The "broken windows" tactic aims to stop violence before it has a chance to escalate, but critics say it has fostered an environment for police brutality.Scott Olson/Getty Images

Concerns also have been raised about school districts' use of the 1033 program, which allows the Defense Department to send military equipment to local governments and came under scrutiny during the protests over Brown's death in Ferguson, Missouri. At least 20 school districts reportedly have been involved in the program.

Canady argues that military equipment doesn’t necessarily mean tanks, but the sort of firearms that could be crucial for officers to have in case of a school shooting like Columbine.

“Most schools, most of these officers, are never going to face one of these shootings, but they have to be prepared in the event that this does happen,” Canady says, pointing to the school resource officer credited with ending a 2013 shooting at Colorado’s Arapahoe High School.

The 2012 shooting at Sandy Hook Elementary School in Newtown, Connecticut, brought the issue of police presence in schools back into the national spotlight, and President Barack Obama proposed funding for schools to hire law enforcement officers, drawing concern from civil rights advocates about the policing of students.

In 2013, the Department of Justice announced nearly $45 million in grants to fund hundreds of school resource officer positions across the country, with Attorney General Eric Holder saying "all possible steps" should be taken to keep kids safe "in the wake of past tragedies."

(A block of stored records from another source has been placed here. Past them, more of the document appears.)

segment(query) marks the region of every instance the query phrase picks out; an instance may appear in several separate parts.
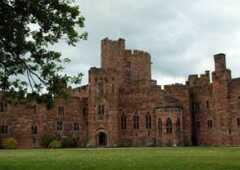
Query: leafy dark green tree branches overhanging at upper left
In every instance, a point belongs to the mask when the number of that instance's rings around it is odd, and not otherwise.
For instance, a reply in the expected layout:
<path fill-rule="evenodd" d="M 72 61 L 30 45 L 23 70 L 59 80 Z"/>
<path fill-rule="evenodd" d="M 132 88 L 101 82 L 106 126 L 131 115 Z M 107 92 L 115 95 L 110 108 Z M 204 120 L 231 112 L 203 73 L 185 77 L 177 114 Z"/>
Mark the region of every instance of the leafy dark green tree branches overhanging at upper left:
<path fill-rule="evenodd" d="M 0 1 L 0 90 L 50 95 L 64 85 L 79 83 L 82 74 L 61 74 L 70 62 L 49 46 L 64 40 L 71 46 L 87 38 L 84 17 L 74 0 Z M 23 78 L 25 77 L 25 78 Z"/>

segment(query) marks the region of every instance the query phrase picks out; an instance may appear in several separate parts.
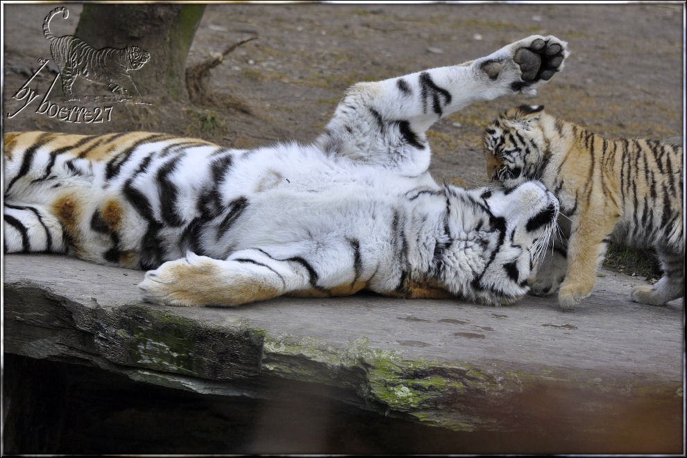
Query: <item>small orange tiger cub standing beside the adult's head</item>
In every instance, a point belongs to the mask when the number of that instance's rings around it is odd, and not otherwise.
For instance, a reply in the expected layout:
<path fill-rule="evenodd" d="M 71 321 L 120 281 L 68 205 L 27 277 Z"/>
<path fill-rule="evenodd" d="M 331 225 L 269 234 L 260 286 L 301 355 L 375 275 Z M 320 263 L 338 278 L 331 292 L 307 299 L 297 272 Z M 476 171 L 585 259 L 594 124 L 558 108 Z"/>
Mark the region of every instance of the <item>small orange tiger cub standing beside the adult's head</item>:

But some still wonder whether tragedies like Sandy Hook justify the need for a greater police presence in schools.

“We need to question whether or not you need school resource officers to keep a school safe,” Thurau says. “The belief that a single SRO will stop an attack like Newtown is something that even the police question.”

And without proper training and standards for school resource officers, it’s not just students who suffer.

“You are setting police up [for criticism] when you don’t prepare them, and when you don’t explain to them that the goal is to keep these kids in schools,” Thurau says.

Corrected on Feb. 3, 2015: This story has been updated to correct the time frame in which federal officials issued a letter to school administrators.